Furios: das Musical „Swinging Berlin“ im Theater am Kurfürstendamm

Als die Bomben fallen, hat die Stimmung gerade ihren Höhepunkt erreicht. Die Musik knistert und rauscht, sie kommt aus einem Volksempfänger und stammt von der BBC. Der Alkohol ist hochprozentig, so genannter „Lurch-Likör“, aus dem Naturkundemuseum geklaut. Swingtanz im Luftschutzbunker: ein ultimatives Vergnügen. Dann gehen die Synkopen des Bigbandjazz in das Dröhnen der herabfallenden Bomben über, das Licht flackert, Staub rieselt herab. Die Tänzer verwandeln sich in Gespenster, sie marschieren im Gleichschritt, skandieren Parolen: „Volk ohne Raum“, „Wollt ihr den totalen Krieg?“, „Tod dem Bolschewismus!“. Aus dem Partyvölkchen wird wieder der Teil einer Volksgemeinschaft, klaglos funktionierende Automatenmenschen. Die Flucht in den Hedonismus: im Winter des Jahres 1941 eine Illusion.

„Swinging Berlin – Tanzen verboten“ handelt vom Unangepasstsein in angepassten Zeiten. Die Protagonisten des Musicals, das bei seiner Premiere im Theater am Kurfürstendamm zu Recht gefeiert wurde, fallen schon durch ihr abweichendes Äußeres auf. Sie tragen übergroße Jacketts und Schiebermützen, ihre Haare fallen unsoldatisch ins Gesicht. Sie verabscheuen Marika Rökk und ihren völkischen Foxtrott, „treudeutsch“ ist für sie ein Schimpfwort. Jazz war im Dritten Reich verfemt, Schwarze hatten ihn erfunden, deshalb galt er als entartete Untermenschenmusik. Sich zu dieser Kultur, die aus Amerika und England stammte, zu bekennen, war noch kein Akt des Widerstands. Es ging eher um jugendliche Lust an der Rebellion, die Swing-Kids beharrten auf ihrem Individualismus. Das brachte sie mitunter ins KZ. Eine Revue, die in dieser Abgrund-Situation angesiedelt ist, kann deshalb kein richtiges Happyend haben, bestenfalls ein halbes.
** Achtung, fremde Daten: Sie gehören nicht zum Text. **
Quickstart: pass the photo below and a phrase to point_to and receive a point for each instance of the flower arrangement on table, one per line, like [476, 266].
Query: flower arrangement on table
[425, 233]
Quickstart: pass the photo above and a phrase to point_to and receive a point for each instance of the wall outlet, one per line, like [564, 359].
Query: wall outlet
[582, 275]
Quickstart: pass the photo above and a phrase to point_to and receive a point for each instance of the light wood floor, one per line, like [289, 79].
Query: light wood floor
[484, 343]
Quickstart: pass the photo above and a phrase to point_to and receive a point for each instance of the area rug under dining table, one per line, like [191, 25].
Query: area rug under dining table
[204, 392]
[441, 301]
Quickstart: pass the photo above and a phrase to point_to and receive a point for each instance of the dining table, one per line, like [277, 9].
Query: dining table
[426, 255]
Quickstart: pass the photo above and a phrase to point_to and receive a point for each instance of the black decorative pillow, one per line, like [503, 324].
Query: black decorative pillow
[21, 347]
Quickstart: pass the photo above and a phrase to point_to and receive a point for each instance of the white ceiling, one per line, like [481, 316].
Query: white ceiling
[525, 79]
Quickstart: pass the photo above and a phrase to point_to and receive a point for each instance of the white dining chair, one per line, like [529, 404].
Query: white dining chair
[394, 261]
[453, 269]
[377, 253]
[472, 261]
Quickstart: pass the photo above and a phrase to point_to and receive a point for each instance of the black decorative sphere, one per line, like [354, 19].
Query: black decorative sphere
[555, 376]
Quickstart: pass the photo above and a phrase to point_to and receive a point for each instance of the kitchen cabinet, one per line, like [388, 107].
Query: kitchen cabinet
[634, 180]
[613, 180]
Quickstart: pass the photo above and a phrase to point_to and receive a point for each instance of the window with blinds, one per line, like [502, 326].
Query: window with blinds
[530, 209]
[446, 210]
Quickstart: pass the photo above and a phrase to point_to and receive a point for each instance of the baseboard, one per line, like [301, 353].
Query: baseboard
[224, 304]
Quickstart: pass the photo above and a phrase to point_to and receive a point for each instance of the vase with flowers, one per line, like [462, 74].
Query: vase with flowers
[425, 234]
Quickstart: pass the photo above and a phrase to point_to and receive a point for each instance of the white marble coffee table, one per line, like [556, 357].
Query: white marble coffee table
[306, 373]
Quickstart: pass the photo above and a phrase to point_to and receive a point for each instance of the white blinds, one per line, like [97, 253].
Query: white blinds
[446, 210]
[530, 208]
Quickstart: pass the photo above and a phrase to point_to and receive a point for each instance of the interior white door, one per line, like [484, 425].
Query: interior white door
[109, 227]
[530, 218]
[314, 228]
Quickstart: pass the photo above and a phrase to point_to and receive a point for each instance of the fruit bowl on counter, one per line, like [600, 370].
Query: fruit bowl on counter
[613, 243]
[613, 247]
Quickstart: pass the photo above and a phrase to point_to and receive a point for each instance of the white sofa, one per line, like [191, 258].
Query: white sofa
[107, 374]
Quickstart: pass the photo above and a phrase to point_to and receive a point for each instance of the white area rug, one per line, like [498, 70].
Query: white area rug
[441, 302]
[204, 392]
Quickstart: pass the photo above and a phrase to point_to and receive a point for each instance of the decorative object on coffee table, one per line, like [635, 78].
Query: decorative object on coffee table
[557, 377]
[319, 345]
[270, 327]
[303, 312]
Mit „Swinging Berlin“ kehrt der frühere Theater-des-Westens-Intendant Helmut Baumann nach Berlin zurück. Das Stück lief mit dem Titel „Swinging St. Pauli“ bereits erfolgreich in Hamburg, für Berlin wurde es passgenau umgearbeitet. Es spielt in „Leos Bar“, dem Treffpunkt einer Clique von Swing-Enthusiasten. Eine Bar mit diesem Namen hat tatsächlich existiert, sie befand sich im Mendelsohn-Bau am Lehniner Platz und wurde 1943 von den Nazis geschlossen.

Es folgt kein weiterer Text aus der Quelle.